- Totem: Turtle
- Owner: Cradle of Liberty Council
- Headquarters: Philadelphia, Pennsylvania
- Location: Philadelphia and surrounding counties
- Country: United States
- Founded: 1915 (with mergers in 1915 and 1996)
- Lodge Chief: Matthew Rouleau
- Lodge Adviser: Todge Sutkowski
- Staff Adviser: John Bickel
- Website unamilodge.org

= Unami Lodge =

Boy Scouts of America lodge in Pennsylvania

Unami Lodge, One is the Order of the Arrow (OA) lodge of the Cradle of Liberty Council, Boy Scouts of America (BSA) and the founding Lodge of the OA, having celebrated its centennial in 2015. The current Unami Lodge resulted from the 1996 merger of Unami Lodge 1 and Delmont Lodge 43, caused by the merger of Philadelphia Council and Valley Forge Council. The chiefs of each lodge agreed to preserve Unami's rich history and traditions by retaining the founding lodge's name and number. Delmont Lodge's history, including its roster of Vigil Honor, Founder's Award, and David Fortunato Outstanding Service Award recipients, is preserved as part of Unami Lodge's history. The lodge's totem is the turtle, reflecting both the name of the animal (unami) in the Delaware language, but also its association with its peoples.

==History==
The Order of the Arrow was founded in 1915 at a Scout summer camp on Treasure Island, on the Delaware River near Philadelphia. The two men principally responsible for its creation were camp director E. Urner Goodman and his assistant Carroll A. Edson.

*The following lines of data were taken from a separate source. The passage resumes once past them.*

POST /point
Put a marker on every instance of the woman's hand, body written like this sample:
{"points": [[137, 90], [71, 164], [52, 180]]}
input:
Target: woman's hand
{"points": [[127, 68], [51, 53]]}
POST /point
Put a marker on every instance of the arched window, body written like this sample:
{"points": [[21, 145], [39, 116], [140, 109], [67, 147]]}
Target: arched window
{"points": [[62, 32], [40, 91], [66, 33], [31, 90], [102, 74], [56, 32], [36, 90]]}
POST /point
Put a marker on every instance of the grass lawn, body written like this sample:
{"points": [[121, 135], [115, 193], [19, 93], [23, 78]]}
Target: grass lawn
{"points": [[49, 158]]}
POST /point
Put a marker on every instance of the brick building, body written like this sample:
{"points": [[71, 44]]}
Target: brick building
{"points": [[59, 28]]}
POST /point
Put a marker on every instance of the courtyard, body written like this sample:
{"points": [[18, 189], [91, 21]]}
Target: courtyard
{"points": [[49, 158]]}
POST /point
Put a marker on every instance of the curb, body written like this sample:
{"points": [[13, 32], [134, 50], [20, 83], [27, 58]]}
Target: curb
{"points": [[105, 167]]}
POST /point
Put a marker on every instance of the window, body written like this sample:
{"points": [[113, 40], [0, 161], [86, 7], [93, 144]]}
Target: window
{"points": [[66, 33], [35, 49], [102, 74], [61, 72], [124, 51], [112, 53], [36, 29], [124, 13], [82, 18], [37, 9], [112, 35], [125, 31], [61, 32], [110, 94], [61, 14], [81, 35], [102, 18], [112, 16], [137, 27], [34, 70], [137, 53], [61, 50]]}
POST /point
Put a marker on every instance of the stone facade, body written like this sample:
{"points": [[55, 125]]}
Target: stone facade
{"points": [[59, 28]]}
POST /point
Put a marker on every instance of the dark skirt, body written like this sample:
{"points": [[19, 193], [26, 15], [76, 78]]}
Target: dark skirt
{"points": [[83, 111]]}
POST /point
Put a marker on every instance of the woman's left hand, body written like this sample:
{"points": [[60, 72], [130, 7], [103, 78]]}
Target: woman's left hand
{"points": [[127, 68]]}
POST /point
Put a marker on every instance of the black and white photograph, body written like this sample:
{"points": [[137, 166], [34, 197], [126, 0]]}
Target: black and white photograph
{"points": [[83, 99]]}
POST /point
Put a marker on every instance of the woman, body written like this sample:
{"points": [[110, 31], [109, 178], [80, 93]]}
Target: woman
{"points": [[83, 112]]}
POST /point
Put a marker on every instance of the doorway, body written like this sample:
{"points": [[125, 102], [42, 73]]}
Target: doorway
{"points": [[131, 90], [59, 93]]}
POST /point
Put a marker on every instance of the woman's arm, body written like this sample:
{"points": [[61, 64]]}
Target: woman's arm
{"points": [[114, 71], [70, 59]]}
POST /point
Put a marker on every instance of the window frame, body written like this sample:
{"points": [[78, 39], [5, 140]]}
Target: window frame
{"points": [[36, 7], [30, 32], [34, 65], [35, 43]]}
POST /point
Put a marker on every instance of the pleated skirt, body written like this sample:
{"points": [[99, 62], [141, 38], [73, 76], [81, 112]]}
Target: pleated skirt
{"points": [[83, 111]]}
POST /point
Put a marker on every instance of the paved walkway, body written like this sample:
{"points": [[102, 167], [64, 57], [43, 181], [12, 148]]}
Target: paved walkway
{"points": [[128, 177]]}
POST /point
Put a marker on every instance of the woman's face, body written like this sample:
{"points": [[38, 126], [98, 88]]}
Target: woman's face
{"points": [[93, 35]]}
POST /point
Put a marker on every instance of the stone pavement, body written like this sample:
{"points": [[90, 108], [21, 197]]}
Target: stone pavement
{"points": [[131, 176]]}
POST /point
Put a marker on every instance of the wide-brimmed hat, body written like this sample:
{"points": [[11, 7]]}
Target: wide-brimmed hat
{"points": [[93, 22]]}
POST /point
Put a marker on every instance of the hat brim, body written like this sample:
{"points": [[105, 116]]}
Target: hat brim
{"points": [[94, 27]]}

Goodman and Edson were looking for ways to improve the camp and to keep the older boys coming back. They looked at several sources in creating their new 'camp fraternity', including:
- Edward Cave's Boy's Camp Book (1914) for the concept of a camp society that would perpetuate camp traditions.
- College fraternities for the concepts of Brotherhood and rituals, and the idea of new members pledging themselves to the new organization.
- Ernest Thompson Seton's Woodcraft Indians In fact, the true name of the Order means Brotherhood of Cheerful Service in the Lenape language.
- Brotherhood of Andrew and Philip, a Presbyterian church youth group with which Goodman had been involved as a young man.
- Freemasonry and its traditions and rituals probably contributed more to the basic structure of the rituals than any other organization. In an interview with Carroll Edson during his later years, he recalled that the task of writing the first rituals of the Order of the Arrow was assigned to an early member who was "a 32nd degree Mason." Familiar terms such as "lodge" and "obligation," were borrowed from Masonic practice, as were some ceremonial practices. Even the early national meeting was called a "Grand Lodge," thought to be a Masonic reference. Goodman became a Mason only after the OA was established.

The Order earned official recognition as a BSA program experiment in 1922, along with several other honor societies. It acquired its present name at the same time. A meeting of the National Lodge at the Owasippe Scout Reservation in 1933 voted to recommend that the BSA adopt it as part of its official program, which the National Council did in 1934. Full integration was completed in 1948.

Philadelphia Council also had several other OA lodges in the early days of the OA (an early bylaw allowed each Scout camp within a "first class council" to have its own OA lodge). A second Philadelphia Lodge (Unalachtigo, 8) based on the Turkey Clan of the Delawares is soon established at Philadelphia Council's Camp Biddle. The others folded to become part of Unami Lodge after bylaw changes and camp closures.

Goodman wanted to develop methods to teach the scouts that proficiency in Scoutcraft skills was not enough, but that the principles embodied in the Scout Oath and Scout Law should be integrated in their lives. He developed a program based on peer recognition and the appeal of Indian lore. He used Ernest Thompson Seton's Woodcraft Indians to make the organization interesting and appealing to youth, which led them to incorporating traditions and legends of the local Lenni Lenape (Delaware) Indians in the OA's ceremonies.

Edson and others helped research the history and language of the Delaware Indians who had been local to the area. The induction ceremonies developed for the lodge, would go on to be the foundation of all the ceremonies of the "Order of the Arrow."

===Delmont Lodge===

Delmont Lodge was the Order of the Arrow Lodge of the Valley Forge Council, Boy Scouts of America (BSA). It was the 43rd chartered OA lodge. With the merger of Valley Forge Council and Philadelphia Council in 1996 to form the Cradle of Liberty Council, Delmont Lodge and Unami Lodge merged at that time. The chiefs of each lodge agreed to preserve Unami's rich history and traditions by retaining the founding lodge's name and number. Delmont Lodge's history, including its roster of Vigil Honor and Founder's Award recipients, are preserved as part of Unami Lodge's history. The lodge's totem was the Seville Memorial Cabin.